? Wiring at hitch connector - Tour Master or in General

David Bott

Senior Member
Joined
Mar 17, 2008
Messages
382
Location
Hilton
Ok, here is one for you all as it has me nervous.

I bough a Toad-Charge to keep the new Outlook battery charged while towing so I do not have to pull the 50 amp Batt 1 fuse per the instructions.

http://www.lslproducts.com/ToadChargePage.html

So, I want to use the 12v DC power coming from the coach itself from the line I already have coming for the lights. Well, the 12V and the Ground.

Reading the instructions on this Toad-Charge, they say I can do it, but give a warning. Here it is...

Q: Can I use my motorhome's existing DC power wiring and trailer hitch connector, instead of your 40 foot motorhome wire harness?

A: Yes, provided that your existing wiring and hitch connector are adequate for supplying up to 10 amps for the TOAD-CHARGE? Charge Controller, plus any other loads (i.e., transmission lube pump, supplemental braking system, etc.). Our TOAD-CHARGE? dinghy kit (sold above) is available separately for this purpose, and contains only the parts that install in the dinghy vehicle (i.e., charge controller, nylon wire ties, battery spices, mounting hardware, etc.) - You simply connect it to your motorhome's existing hitch connector and tow bar interconnecting cable.

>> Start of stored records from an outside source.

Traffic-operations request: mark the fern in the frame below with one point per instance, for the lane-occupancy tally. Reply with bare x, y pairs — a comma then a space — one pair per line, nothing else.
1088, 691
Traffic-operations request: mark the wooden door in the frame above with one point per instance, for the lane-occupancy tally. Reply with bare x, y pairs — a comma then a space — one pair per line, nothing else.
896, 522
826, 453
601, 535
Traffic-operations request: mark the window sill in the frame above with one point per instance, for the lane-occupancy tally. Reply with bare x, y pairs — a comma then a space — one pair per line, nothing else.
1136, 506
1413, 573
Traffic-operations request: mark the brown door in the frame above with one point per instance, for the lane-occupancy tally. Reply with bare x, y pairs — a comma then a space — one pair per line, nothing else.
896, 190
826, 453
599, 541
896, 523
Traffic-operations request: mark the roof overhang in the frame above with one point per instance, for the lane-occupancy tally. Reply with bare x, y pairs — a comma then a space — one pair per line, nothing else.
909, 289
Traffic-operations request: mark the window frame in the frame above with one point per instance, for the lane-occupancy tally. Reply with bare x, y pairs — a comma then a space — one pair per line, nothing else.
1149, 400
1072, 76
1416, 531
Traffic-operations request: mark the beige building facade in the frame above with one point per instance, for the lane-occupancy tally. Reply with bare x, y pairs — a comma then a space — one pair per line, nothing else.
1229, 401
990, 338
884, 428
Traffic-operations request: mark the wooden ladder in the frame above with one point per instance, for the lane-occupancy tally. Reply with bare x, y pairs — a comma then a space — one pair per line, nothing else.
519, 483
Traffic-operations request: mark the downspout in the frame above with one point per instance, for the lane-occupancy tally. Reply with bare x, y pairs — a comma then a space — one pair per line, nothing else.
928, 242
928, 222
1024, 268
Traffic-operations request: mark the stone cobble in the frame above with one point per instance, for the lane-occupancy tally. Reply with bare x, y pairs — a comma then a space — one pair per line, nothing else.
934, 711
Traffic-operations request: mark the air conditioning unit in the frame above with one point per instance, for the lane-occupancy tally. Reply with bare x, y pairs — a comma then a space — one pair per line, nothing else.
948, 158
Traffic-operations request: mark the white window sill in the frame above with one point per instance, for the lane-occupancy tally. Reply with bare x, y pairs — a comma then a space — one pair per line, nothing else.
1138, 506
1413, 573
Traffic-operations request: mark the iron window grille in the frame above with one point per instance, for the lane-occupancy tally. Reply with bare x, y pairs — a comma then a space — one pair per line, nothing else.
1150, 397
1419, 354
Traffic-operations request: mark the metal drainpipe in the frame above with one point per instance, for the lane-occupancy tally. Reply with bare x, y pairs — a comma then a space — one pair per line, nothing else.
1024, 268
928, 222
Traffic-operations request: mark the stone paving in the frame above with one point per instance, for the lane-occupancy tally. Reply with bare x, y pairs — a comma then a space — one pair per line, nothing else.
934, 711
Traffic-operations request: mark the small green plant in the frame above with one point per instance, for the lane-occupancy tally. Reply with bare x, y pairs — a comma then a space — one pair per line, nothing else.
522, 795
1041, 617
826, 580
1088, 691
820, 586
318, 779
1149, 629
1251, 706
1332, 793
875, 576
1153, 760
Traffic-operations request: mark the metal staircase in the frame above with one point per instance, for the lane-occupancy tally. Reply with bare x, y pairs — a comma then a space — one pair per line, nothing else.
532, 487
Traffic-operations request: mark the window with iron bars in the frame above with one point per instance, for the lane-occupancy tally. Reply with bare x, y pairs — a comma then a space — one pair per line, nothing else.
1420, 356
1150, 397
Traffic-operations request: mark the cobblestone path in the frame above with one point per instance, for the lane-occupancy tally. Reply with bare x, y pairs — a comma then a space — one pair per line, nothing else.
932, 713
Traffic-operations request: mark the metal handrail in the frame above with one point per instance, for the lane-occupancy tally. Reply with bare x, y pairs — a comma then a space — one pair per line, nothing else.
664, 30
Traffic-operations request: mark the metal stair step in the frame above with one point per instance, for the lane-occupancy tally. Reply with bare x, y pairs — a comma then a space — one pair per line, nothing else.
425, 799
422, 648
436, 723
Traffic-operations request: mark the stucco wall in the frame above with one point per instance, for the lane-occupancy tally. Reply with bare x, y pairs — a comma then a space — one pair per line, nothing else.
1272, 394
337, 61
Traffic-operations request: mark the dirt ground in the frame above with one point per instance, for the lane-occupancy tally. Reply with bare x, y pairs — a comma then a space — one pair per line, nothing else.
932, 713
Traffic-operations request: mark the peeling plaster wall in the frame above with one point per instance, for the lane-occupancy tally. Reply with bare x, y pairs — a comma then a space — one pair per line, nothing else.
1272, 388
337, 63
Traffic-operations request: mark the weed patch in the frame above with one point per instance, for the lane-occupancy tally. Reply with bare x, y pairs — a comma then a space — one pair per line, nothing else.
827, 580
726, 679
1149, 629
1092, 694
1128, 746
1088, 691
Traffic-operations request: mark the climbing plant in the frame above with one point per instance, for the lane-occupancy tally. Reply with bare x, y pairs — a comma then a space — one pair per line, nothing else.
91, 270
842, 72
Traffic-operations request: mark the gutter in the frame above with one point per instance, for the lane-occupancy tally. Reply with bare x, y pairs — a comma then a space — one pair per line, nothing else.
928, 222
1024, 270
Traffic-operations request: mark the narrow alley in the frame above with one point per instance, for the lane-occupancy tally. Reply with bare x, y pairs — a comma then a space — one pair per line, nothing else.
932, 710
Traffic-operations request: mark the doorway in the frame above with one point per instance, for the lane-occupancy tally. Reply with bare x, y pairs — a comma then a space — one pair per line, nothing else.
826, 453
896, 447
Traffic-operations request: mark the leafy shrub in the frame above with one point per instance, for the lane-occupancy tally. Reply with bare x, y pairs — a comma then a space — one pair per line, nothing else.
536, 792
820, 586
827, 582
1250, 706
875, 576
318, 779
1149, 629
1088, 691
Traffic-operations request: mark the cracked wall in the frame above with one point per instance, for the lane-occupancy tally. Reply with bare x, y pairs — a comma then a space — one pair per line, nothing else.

Note that the motorhome wire harness included in our complete TOAD-CHARGE? kit includes a dedicated ground wire and connector pin, in order to minimize voltage drops. If you use your existing motorhome wiring and connector instead, this important advantage may be lost. Also, note that a circuit breaker MUST be present on your existing motorhome power wire - Without it, a fire hazard exists in the event of a wiring fault. If a circuit breaker isn't already present in your wiring, please consider purchasing the 10 Amp Thermal Circuit Breaker (sold above).


So, the questions is....

Does anyone know if the 12V line coming from the coach is already protected? I can not seem to find anything about this. They want the breaker as close to the coach battery Isolator as possible. (Thus not inside the dingy.) So just being concerned here for they mention "DO NOT OMIT THE DUAL THERMAL CIRCUIT BREAKER, OR A FIRE HAZARD WILL RESULT" (yes, in all caps and bold)

Thanks all.

David
 
David,

I really like the idea of the LSL Toad-Charge. It looks interesting.

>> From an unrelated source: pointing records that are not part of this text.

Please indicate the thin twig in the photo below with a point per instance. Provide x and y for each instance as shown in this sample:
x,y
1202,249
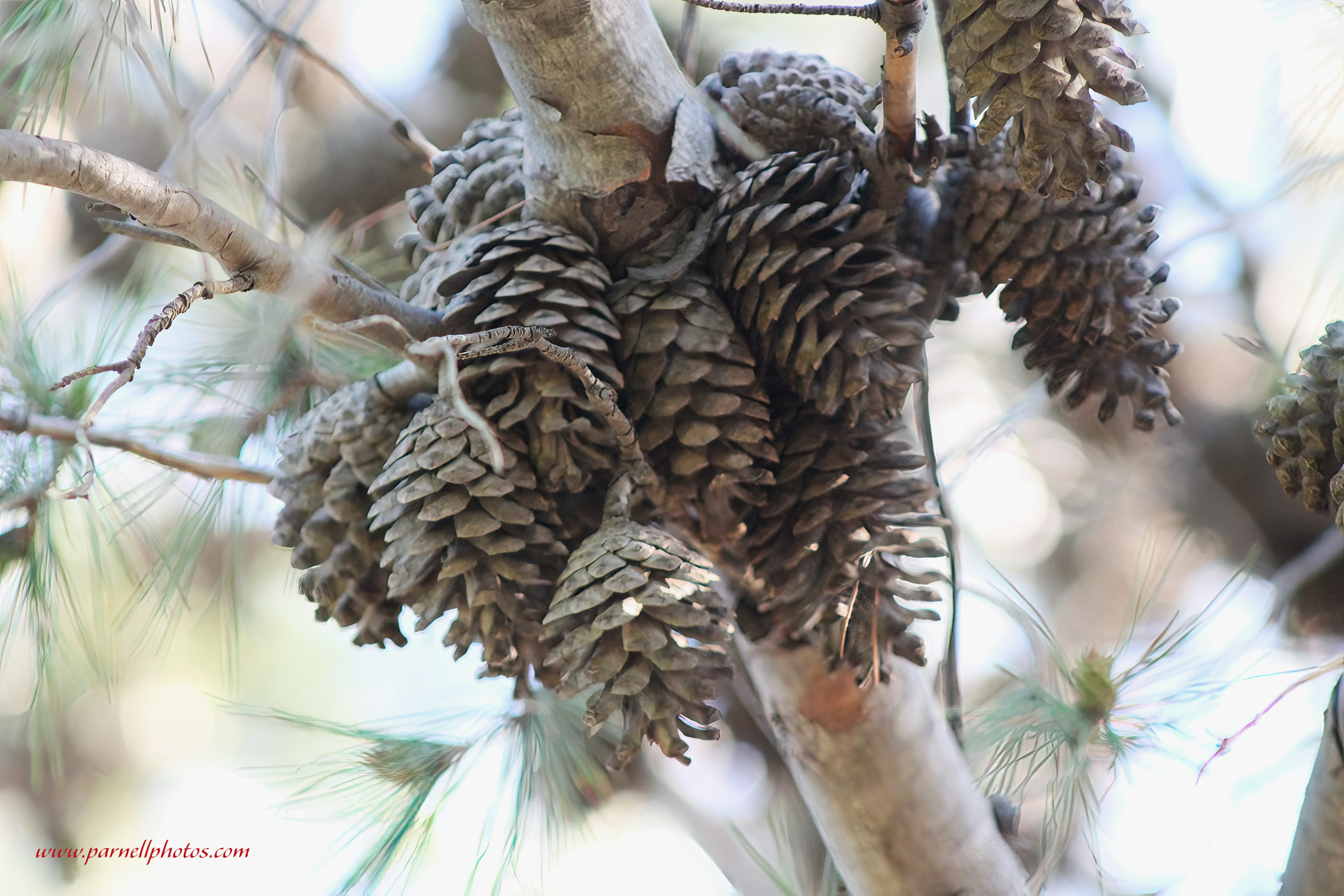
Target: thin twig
x,y
148,234
402,128
951,672
689,41
208,467
158,324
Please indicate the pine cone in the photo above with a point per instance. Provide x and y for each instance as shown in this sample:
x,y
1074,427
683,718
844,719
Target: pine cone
x,y
475,181
818,285
791,101
1307,446
326,467
1078,275
463,538
697,402
1037,62
823,549
534,275
631,602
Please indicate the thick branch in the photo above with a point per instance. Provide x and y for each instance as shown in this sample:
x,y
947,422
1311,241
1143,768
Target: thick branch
x,y
596,84
1316,864
208,467
240,248
883,778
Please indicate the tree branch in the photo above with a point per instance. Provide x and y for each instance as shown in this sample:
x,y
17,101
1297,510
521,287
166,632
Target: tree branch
x,y
1316,864
208,467
883,778
240,248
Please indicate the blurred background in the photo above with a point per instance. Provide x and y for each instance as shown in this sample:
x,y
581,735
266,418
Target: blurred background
x,y
167,600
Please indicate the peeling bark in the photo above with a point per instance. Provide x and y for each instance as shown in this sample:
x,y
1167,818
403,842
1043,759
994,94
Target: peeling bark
x,y
883,778
1316,864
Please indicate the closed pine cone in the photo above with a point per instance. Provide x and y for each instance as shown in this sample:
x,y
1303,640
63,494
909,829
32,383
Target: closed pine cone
x,y
638,617
1031,65
1304,426
818,285
534,275
473,182
846,496
1078,276
697,402
326,467
463,538
791,101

I have arrived at destination only to find my car battery fully discharged. It shouldn't be because I have a completely separate lighting system for brake, running & turn signals, powered by the MH. However, the auxiliary brake system is plugged into the car cigarette lighter, and the ignition switch must be left on (positioned just before the "on" & the "off") I believe this keeps the car control modules & security system powered. Anyway, the load is enough to discharge my auto battery in 24 to 48 hours.

When my lighting sytem was installed (by others), I requested that the unused pin in the 6-way connector have 12VDC wired off the MH engine battery, via a dedicated, available, unused auxiliary circuit. It is protected. I think it's fused rather than circuit breaker. The tech forgot to add a ground return for this charging circuit - probably a good thing. You see, without some means to limit the current, one battery is capable of charging far in excess of the 10 amps into the dead battery. That's where the fire-hazard warning comes into play. I have measured approximately 9 amps in my ground return which I connect only during rest stops during trips to recharge the car battery. Another occasion for a large slug of current could occur when you start the car engine - Your MH engine battery will add current, possibly more than 10 amps given the right (or wrong) conditions.

This LSL Toad-Charge claims to have a regulator to prevent overcurrent. That's a good thing. I would definately wire your charger per the manufacturer's directions, using the dedicated lines. Try to use an auxiliary power tap from the MH system. It is likely already fused - if more than 10 amps, you could change the fuse size. Since you have the 10 amp circuit breaker with the kit, it's a good idea to use it as directed even if there is a fuse.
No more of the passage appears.